Starting with the new school year, early childhood professionals will have a greater opportunity to see how a quality early childhood education helps children be better prepared for kindergarten.
Earlier this year, a statewide Kindergarten Entry Assessment (KEA) was funded as part of Arizona’s early literacy initiatives. This mandatory assessment is completed within the first 45 days of kindergarten and covers five essential domains of school readiness:
- Language and literacy development
- Cognitive development
- Approaches to learning
- Physical well-being and motor development
- Social and emotional development
The primary goal of the assessment is to help kindergarten teachers evaluate how to best support their young students. This is especially significant in Arizona, where only about 39% of 3- and 4-year-olds attend preschool.
For those who work with children before they reach kindergarten, the assessment data is an opportunity to look at “what’s being done in the year before kindergarten, in that preschool space that can help develop these constructs,” said Lori Masseur, who leads early childhood education for the Arizona Department of Education, at a recent First Things First meeting.
“Thinking in terms of professional development, what are we doing in the pre-kindergarten space to raise that level of awareness of not only the constructs, but of strategies?” Masseur said.
The assessment data will also allow early care providers to tailor activities and supports for families of young children in their care to strengthen the core areas of kindergarten readiness.
“No matter where a child spends their first five years, whether it is in the home with their families or in a preschool setting, high-quality experiences in those years before kindergarten are critically important to laying the foundation for all future learning,” said FTF’s Chief Program Officer Amy Corriveau.

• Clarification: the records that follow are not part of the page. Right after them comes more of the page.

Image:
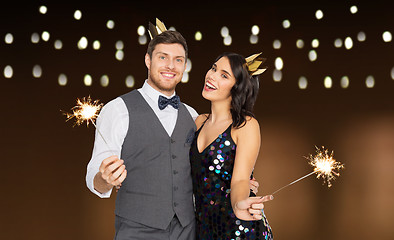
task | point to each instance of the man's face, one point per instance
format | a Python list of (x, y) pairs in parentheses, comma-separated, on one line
[(166, 67)]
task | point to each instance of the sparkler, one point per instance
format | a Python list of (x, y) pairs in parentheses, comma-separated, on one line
[(325, 166), (88, 111)]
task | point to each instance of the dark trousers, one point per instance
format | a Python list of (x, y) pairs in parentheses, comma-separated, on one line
[(126, 229)]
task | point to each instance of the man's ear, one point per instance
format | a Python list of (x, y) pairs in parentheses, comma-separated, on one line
[(147, 61)]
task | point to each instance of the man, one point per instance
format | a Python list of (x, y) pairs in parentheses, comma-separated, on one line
[(151, 131)]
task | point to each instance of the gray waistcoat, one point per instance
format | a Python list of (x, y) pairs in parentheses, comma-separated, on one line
[(158, 183)]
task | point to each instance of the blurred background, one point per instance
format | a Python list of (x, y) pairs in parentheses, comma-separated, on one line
[(330, 82)]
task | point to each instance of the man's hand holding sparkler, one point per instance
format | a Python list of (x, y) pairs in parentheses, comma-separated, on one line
[(112, 172)]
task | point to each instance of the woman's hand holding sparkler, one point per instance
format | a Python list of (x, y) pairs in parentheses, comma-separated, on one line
[(112, 173)]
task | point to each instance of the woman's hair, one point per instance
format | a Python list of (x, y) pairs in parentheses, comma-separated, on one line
[(167, 37), (245, 90)]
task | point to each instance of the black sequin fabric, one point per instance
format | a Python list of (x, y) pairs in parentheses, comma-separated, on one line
[(211, 171)]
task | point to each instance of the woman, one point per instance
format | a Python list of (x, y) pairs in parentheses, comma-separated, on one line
[(224, 151)]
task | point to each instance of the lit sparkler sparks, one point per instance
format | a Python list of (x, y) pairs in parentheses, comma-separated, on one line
[(325, 166), (86, 110)]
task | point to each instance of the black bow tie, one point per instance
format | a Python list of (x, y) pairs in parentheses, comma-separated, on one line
[(174, 101)]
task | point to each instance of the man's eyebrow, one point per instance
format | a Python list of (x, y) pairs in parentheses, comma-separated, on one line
[(221, 69)]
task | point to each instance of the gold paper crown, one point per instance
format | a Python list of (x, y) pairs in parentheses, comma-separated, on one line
[(253, 63), (156, 30)]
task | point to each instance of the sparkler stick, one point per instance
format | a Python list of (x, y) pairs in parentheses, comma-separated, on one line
[(324, 165), (88, 111)]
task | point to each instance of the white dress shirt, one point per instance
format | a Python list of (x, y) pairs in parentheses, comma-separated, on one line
[(113, 124)]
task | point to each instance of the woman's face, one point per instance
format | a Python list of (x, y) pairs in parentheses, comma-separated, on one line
[(218, 81)]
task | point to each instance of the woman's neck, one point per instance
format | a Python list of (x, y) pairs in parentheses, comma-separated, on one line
[(220, 111)]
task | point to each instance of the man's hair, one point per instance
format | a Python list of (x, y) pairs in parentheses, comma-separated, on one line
[(167, 37)]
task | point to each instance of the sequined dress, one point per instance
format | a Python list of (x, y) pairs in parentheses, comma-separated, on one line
[(211, 172)]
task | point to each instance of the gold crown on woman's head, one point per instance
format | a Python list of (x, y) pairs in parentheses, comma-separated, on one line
[(253, 63)]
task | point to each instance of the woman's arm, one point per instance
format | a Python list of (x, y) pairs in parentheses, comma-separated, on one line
[(248, 145)]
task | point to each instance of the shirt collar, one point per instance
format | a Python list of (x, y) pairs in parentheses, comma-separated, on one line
[(153, 93)]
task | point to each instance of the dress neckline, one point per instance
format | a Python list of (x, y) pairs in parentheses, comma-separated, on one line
[(199, 130)]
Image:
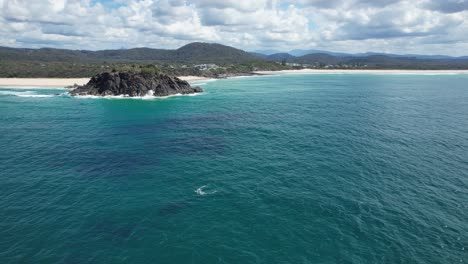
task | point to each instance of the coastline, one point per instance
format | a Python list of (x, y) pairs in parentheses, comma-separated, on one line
[(54, 83), (318, 71), (61, 83)]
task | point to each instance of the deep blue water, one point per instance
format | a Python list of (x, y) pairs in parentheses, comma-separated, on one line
[(277, 169)]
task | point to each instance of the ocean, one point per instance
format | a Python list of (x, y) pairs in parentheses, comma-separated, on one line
[(326, 168)]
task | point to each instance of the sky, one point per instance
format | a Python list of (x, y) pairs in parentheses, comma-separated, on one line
[(351, 26)]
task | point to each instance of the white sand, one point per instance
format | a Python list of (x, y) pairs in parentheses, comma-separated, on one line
[(41, 82), (63, 82), (316, 71), (193, 78)]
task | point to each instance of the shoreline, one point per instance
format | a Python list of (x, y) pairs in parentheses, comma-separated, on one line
[(320, 71), (62, 83)]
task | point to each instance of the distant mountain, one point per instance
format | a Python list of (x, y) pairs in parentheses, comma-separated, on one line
[(267, 52), (280, 57), (192, 53), (300, 52), (205, 53), (319, 58)]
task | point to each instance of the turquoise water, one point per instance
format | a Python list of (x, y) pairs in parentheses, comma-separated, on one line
[(277, 169)]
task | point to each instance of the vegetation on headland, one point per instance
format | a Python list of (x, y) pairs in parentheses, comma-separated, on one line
[(197, 59)]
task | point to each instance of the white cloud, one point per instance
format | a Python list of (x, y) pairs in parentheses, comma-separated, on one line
[(402, 26)]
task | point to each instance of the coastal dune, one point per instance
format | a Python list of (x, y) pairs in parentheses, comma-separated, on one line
[(42, 82), (63, 82)]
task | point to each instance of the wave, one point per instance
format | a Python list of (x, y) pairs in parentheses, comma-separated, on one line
[(201, 192), (26, 94)]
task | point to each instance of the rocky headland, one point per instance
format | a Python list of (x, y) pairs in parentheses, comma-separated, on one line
[(134, 85)]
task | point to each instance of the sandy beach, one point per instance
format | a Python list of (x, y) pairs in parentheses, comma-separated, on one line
[(41, 82), (317, 71), (63, 82)]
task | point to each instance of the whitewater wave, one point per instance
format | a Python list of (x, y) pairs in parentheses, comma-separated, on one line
[(27, 94), (200, 191)]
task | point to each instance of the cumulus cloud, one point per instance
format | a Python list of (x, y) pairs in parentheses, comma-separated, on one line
[(403, 26)]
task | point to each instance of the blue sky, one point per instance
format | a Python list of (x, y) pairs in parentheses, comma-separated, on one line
[(394, 26)]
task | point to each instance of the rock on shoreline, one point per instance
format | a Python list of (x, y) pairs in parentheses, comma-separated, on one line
[(134, 84)]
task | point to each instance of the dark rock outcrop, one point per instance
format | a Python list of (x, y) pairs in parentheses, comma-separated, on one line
[(134, 84)]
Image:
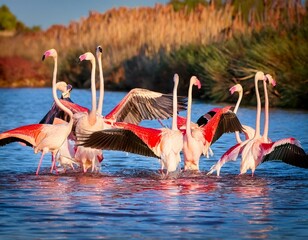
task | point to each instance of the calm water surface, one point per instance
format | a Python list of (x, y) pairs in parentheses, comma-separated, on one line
[(129, 199)]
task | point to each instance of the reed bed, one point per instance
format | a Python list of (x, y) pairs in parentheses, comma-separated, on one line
[(145, 46)]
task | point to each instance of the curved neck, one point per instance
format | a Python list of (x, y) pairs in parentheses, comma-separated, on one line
[(101, 85), (258, 116), (266, 111), (54, 92), (175, 105), (188, 117), (240, 96), (92, 115)]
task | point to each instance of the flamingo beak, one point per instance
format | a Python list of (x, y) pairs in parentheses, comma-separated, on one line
[(198, 83), (46, 54), (69, 87), (82, 57), (232, 90)]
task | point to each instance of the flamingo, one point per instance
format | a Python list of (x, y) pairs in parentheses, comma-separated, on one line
[(66, 153), (139, 104), (248, 131), (55, 112), (197, 140), (99, 52), (42, 137), (164, 143), (259, 149), (89, 122)]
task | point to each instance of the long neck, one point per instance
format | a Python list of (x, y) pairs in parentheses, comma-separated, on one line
[(92, 115), (258, 116), (240, 96), (188, 117), (54, 92), (266, 111), (101, 85), (175, 106)]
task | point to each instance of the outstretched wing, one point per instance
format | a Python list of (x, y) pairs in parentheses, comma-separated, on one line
[(75, 108), (25, 134), (287, 150), (228, 123), (223, 121), (55, 112), (140, 104), (116, 139)]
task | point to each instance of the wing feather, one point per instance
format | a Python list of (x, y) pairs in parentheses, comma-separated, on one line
[(116, 139)]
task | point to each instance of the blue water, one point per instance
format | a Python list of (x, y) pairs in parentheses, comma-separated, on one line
[(129, 199)]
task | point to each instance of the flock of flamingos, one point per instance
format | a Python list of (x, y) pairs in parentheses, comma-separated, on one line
[(75, 136)]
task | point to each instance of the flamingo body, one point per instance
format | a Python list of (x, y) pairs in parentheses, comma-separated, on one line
[(165, 144), (43, 137), (140, 104), (55, 111)]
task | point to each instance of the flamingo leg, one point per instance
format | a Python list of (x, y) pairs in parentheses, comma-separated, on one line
[(53, 165), (40, 162)]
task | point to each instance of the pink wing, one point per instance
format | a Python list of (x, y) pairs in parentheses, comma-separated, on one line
[(75, 108), (230, 155), (25, 134), (140, 104), (125, 138), (287, 150), (150, 136)]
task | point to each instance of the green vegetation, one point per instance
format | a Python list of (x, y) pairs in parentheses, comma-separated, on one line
[(221, 42)]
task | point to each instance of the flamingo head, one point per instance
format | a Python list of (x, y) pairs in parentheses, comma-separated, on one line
[(260, 76), (236, 88), (176, 79), (195, 81), (50, 53), (99, 50), (270, 79), (86, 56), (62, 86)]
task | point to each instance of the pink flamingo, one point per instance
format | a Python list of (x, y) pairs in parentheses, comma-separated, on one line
[(55, 111), (89, 122), (248, 131), (165, 143), (259, 149), (42, 137), (99, 52), (197, 140), (139, 104)]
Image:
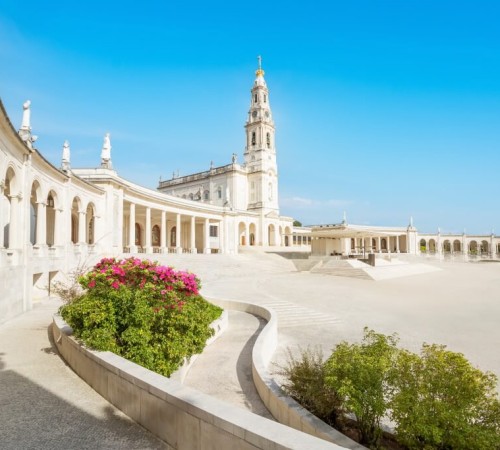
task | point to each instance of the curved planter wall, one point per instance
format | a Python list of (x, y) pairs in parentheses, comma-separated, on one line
[(181, 416), (283, 408)]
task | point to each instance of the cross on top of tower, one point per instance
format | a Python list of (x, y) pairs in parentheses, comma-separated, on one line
[(259, 71)]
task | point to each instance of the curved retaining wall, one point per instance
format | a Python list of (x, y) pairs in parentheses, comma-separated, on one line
[(181, 416), (283, 408)]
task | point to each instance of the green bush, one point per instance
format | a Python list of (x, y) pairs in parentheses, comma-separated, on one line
[(147, 313), (304, 380), (442, 402), (361, 375), (436, 399)]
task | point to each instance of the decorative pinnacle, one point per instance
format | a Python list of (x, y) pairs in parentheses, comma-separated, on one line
[(259, 72)]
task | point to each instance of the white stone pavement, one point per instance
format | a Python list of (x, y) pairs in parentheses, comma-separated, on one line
[(44, 404), (458, 306)]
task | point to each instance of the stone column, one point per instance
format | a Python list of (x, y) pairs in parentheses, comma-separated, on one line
[(131, 230), (41, 221), (82, 228), (58, 229), (13, 223), (178, 246), (163, 232), (206, 241), (147, 231), (193, 235)]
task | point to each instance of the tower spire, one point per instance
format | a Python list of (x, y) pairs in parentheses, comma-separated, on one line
[(259, 72)]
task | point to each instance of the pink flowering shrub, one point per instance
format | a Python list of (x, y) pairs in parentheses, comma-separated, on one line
[(148, 313)]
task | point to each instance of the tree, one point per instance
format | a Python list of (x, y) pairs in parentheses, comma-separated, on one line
[(442, 402), (361, 376), (304, 380)]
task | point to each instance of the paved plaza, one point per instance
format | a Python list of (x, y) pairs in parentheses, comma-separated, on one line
[(46, 405), (458, 306)]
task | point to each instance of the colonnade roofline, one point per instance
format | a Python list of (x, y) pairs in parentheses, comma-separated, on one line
[(344, 230), (147, 197)]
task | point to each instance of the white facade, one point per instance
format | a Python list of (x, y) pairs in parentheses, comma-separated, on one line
[(54, 219)]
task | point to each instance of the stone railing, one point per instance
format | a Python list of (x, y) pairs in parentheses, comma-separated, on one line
[(181, 416)]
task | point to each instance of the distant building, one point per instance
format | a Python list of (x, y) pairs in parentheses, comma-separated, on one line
[(54, 219)]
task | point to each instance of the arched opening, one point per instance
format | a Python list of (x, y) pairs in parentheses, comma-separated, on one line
[(155, 236), (173, 237), (75, 220), (50, 219), (271, 235), (241, 233), (288, 239), (138, 235), (8, 210), (252, 230), (90, 228), (35, 199)]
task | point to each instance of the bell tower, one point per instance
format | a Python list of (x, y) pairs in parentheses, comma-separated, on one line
[(260, 150)]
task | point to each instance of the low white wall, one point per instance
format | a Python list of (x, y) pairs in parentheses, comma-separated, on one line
[(181, 416), (283, 408)]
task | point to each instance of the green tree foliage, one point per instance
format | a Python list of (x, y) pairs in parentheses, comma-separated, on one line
[(304, 380), (147, 313), (442, 402), (361, 376)]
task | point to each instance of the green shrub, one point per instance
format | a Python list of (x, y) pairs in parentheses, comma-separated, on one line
[(147, 313), (361, 376), (442, 402), (304, 380)]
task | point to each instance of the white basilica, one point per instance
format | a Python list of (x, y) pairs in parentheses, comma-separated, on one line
[(55, 218), (250, 188)]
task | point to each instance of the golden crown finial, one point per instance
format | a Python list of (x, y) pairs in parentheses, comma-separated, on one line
[(259, 71)]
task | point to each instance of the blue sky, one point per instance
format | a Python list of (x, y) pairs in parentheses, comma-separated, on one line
[(383, 109)]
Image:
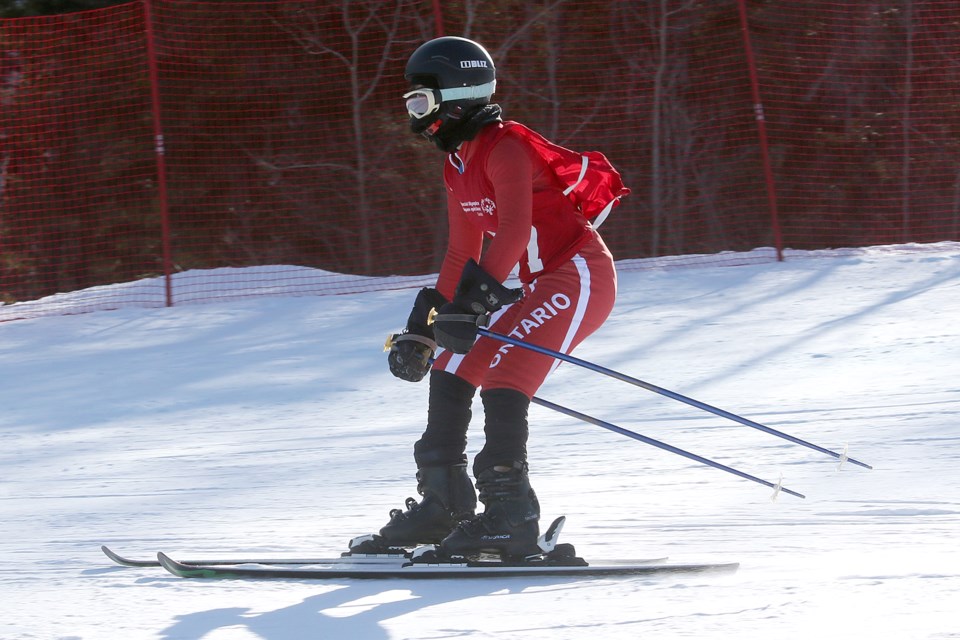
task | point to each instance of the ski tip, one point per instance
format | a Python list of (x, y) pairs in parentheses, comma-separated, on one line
[(125, 562)]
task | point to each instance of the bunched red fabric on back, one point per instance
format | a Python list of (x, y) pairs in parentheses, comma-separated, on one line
[(595, 187)]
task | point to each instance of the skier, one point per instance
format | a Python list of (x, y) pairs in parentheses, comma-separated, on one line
[(532, 199)]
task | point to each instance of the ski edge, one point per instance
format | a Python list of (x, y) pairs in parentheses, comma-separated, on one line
[(634, 568), (360, 559)]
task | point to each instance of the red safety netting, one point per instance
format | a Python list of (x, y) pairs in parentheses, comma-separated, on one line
[(181, 139)]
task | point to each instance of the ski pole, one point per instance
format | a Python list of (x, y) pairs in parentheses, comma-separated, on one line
[(667, 393), (662, 445)]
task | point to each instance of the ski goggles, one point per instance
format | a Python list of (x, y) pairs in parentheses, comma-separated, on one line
[(423, 101)]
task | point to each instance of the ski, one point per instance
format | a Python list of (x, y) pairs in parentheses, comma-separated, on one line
[(353, 559), (565, 567)]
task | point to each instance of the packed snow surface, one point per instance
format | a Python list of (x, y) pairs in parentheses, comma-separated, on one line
[(271, 426)]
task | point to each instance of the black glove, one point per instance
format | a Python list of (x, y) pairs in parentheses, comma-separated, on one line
[(411, 350), (478, 295)]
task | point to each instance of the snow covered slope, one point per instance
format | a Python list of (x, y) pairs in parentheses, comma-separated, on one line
[(272, 426)]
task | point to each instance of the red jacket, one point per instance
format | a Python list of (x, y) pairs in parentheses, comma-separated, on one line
[(530, 196)]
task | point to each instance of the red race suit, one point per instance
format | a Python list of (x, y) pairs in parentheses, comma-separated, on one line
[(529, 200)]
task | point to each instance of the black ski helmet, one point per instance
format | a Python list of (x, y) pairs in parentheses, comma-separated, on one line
[(461, 75)]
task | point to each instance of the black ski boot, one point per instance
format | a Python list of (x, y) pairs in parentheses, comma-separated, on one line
[(448, 498), (508, 527)]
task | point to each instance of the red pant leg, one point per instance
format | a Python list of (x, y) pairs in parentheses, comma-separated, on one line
[(559, 310)]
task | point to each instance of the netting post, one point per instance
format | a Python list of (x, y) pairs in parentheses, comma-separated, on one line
[(761, 129), (437, 18), (159, 150)]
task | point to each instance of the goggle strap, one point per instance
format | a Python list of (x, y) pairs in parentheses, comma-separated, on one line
[(469, 93)]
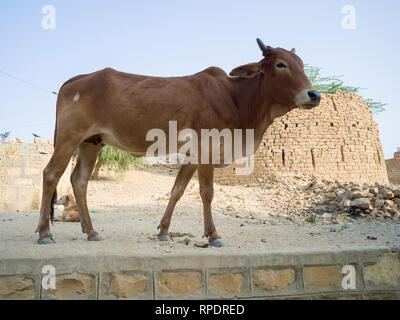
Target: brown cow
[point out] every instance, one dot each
(118, 109)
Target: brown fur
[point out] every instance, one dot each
(70, 213)
(118, 109)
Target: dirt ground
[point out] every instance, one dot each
(126, 211)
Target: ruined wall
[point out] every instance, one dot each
(393, 170)
(21, 171)
(338, 140)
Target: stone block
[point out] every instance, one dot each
(73, 286)
(228, 283)
(127, 285)
(17, 288)
(322, 278)
(275, 281)
(385, 273)
(177, 284)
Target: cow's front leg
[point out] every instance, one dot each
(182, 179)
(206, 181)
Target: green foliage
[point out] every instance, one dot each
(117, 159)
(330, 84)
(121, 160)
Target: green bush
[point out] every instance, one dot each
(116, 159)
(330, 84)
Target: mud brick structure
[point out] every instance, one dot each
(338, 140)
(21, 175)
(393, 169)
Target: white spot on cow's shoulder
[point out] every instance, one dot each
(76, 97)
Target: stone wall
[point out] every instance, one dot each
(21, 175)
(338, 140)
(393, 170)
(284, 275)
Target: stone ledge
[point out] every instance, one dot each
(286, 275)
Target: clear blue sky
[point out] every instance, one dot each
(168, 38)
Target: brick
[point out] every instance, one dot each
(231, 283)
(274, 279)
(324, 129)
(323, 278)
(385, 273)
(179, 283)
(16, 287)
(72, 287)
(126, 285)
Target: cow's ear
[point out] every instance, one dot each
(246, 71)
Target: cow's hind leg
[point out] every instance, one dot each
(51, 175)
(184, 175)
(87, 156)
(206, 181)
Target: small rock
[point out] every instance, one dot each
(201, 244)
(361, 203)
(359, 194)
(326, 215)
(379, 203)
(374, 191)
(387, 194)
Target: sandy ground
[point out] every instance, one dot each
(127, 211)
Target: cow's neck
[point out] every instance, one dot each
(256, 106)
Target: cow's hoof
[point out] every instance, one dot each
(164, 237)
(46, 240)
(218, 243)
(96, 237)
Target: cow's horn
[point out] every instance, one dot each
(262, 46)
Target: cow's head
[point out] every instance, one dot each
(285, 79)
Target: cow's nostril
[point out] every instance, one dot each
(314, 95)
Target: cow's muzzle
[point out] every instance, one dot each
(308, 99)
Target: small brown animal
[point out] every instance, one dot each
(70, 213)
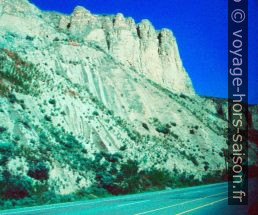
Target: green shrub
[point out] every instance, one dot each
(14, 187)
(39, 171)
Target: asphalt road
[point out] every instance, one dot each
(208, 199)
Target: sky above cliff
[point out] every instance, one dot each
(200, 28)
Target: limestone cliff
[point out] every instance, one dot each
(82, 91)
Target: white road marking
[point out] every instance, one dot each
(133, 203)
(170, 206)
(202, 206)
(64, 205)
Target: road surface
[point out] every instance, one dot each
(207, 199)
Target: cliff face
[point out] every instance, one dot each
(74, 86)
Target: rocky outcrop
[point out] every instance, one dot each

Research shows that children who have positive early childhood experiences are better prepared for school. They have been shown to have increased vocabulary; better language, math and social skills; more positive relationships with classmates; and higher scores on school readiness assessments.
Gathering the information in real-time, within the first 45 days of the school year, is crucial for a kindergarten student’s growth. It is different from the Kindergarten Developmental Inventory, which is done throughout the entire school year and is highly encouraged, but not mandated.
“Formative assessment (like KEA) provides information needed to adjust the teaching while it is happening,” said Nicole Peterson, an ADE early childhood specialist.
This type of assessment is observation-based, so teachers are not pulling the child out of the classroom for testing, but watching them as a natural part of instruction and routine. The teachers will plan activities that align to the standards that are being observed, whether it’s a whole group or small group activity.
“Through the power of observations, teachers can learn about children as they’re engaged in learning through projects, activities, lessons,” Peterson said. “And make note of where they are in their development and determine the appropriate next steps for them.”
Masseur said she sees ample opportunities to engage early childhood program administrators in using the data to support their early childhood staff with professional development.
“How do we water those seeds of opportunity?” she asked.
“Focusing on indicators of progress that describe kindergarten readiness will give early childhood professionals and families the best start at preparing their child for success on the first day of kindergarten and the rest of their academic career,” Corriveau said.